Anyway, after Laura and I had finished our breakfast, we set out on a walk and, within a few dozen paces, came across San Lorenzo Ristorante, which was just opening its doors for lunch. It looked pretty — shaded windows, bright lemony-yellow walls and crisp white cloths on all the tables. It also had a stack of menus laid out just so on a small table in the foyer, the perfect come-on for a big, hungry boy — as attractive as a red light to a lonely pervert or a lighted cross to those in need of absolution.
"Wait a minute," I said to Laura. "Let me just grab one of these and then we can go."
I grabbed one, but we didn't go anywhere. Instead, we stood together on the sidewalk, each holding an edge of the single page, reading and — despite the fact that our breakfast was just a few hundred feet gone — lapsing into a sudden starveling silence.
Carpaccio di bue dressed in lemon and oil, whole peppers stuffed with cheese and prosciutto, buffalo mozzarella with fresh tomatoes and roasted peppers draped with marinated Italian anchovies, grilled salmon with roasted potatoes, garretto d'agnello — spring lamb braised in red wine, served with grilled eggplant and potato purée. Laura touched a finger to the listing of ravioli di zucca e noci (handmade green ravioli filled with butternut squash and served in a sage cream sauce) while I focused on the bianchi e neri just below — black-and-white ravioli filled with shrimp in a simple lemon and marjoram beurre blanc.
Later, I would speak with Craig D'Alessandro, who owns San Lorenzo with his wife, Consuela, and he would tell me that he sees this happen all the time — people frozen in place by his menu, by the simple arrangement of words on a page. "In the dining room," he would say, "sometimes people will just sit there for ten minutes, reading."

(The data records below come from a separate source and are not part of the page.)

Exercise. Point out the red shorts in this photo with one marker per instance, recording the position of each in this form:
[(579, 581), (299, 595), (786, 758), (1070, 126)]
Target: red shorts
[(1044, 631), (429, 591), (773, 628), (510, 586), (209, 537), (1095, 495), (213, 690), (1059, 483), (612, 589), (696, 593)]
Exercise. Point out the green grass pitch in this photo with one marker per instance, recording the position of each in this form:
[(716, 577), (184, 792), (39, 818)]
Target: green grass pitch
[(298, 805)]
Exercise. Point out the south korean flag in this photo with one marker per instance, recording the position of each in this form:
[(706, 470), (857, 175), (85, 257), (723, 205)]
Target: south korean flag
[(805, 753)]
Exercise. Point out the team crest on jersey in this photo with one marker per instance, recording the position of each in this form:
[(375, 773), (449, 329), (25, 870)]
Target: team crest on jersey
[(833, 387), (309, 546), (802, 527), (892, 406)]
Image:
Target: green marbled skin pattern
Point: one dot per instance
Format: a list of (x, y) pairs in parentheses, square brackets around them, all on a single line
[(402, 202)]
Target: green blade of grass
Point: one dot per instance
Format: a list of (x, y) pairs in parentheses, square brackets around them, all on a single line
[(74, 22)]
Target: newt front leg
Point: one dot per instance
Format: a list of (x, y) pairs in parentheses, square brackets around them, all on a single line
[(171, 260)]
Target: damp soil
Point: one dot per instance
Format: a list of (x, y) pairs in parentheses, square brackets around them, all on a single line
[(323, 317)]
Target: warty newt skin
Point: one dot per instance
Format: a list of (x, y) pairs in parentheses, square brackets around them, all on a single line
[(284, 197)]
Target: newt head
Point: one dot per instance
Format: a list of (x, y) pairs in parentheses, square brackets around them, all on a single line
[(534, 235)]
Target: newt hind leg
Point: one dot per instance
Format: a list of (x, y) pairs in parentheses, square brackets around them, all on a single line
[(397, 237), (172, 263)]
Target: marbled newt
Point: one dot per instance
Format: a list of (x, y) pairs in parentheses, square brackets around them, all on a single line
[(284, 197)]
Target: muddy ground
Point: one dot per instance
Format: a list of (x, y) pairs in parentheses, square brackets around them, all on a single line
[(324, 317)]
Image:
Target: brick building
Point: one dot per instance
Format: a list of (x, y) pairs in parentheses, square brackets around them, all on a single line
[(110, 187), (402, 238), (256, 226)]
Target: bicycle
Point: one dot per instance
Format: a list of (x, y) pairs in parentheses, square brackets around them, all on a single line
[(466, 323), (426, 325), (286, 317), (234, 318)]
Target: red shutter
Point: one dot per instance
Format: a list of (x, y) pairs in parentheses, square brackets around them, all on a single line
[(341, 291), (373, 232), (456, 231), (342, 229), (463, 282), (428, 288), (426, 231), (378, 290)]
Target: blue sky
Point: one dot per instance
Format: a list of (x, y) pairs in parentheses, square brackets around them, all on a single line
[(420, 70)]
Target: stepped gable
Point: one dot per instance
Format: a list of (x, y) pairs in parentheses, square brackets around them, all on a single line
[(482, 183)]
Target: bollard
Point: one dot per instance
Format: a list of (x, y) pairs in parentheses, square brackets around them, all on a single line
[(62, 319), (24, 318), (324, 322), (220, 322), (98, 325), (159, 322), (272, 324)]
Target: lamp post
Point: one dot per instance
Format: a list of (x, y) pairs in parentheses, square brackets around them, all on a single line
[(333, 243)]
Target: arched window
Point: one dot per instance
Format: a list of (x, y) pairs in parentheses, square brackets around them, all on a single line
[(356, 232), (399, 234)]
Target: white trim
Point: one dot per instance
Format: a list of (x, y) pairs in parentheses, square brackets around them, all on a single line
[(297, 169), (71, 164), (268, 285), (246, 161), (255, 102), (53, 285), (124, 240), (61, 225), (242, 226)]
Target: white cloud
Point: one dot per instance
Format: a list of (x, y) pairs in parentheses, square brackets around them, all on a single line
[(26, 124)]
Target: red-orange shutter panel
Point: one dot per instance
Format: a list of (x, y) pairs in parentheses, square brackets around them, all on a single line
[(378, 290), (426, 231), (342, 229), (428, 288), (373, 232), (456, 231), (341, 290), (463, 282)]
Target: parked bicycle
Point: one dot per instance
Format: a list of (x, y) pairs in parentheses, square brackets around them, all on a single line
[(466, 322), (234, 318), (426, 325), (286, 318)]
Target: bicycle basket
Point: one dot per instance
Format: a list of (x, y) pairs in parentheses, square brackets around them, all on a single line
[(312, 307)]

This was among the best, most beautifully evocative menus I've ever seen — like haiku, with each of the simple descriptions carrying more weight of feeling and longing than a few syllables should reasonably allow. But unlike poetry, unlike haiku, D'Alessandro's menus are transitive, evanescent, changing not by season or whim, but by dictum — every week, come what may. There are constants (the Bolognese lasagna and spaghetti di mare, the Isabelle salad with baby greens, radishes and fennel) as well as dishes that cycle on and off the board like themes, returning and then going away again. But D'Alessandro forces himself to consider the menu and change it once a week to keep the kitchen sharp, to keep himself and his guys from getting lazy.
"I used to do specials," he'd explain. "But they always got put off until the last minute, and I'd have to just throw something together. And that's not, you know...that's not special."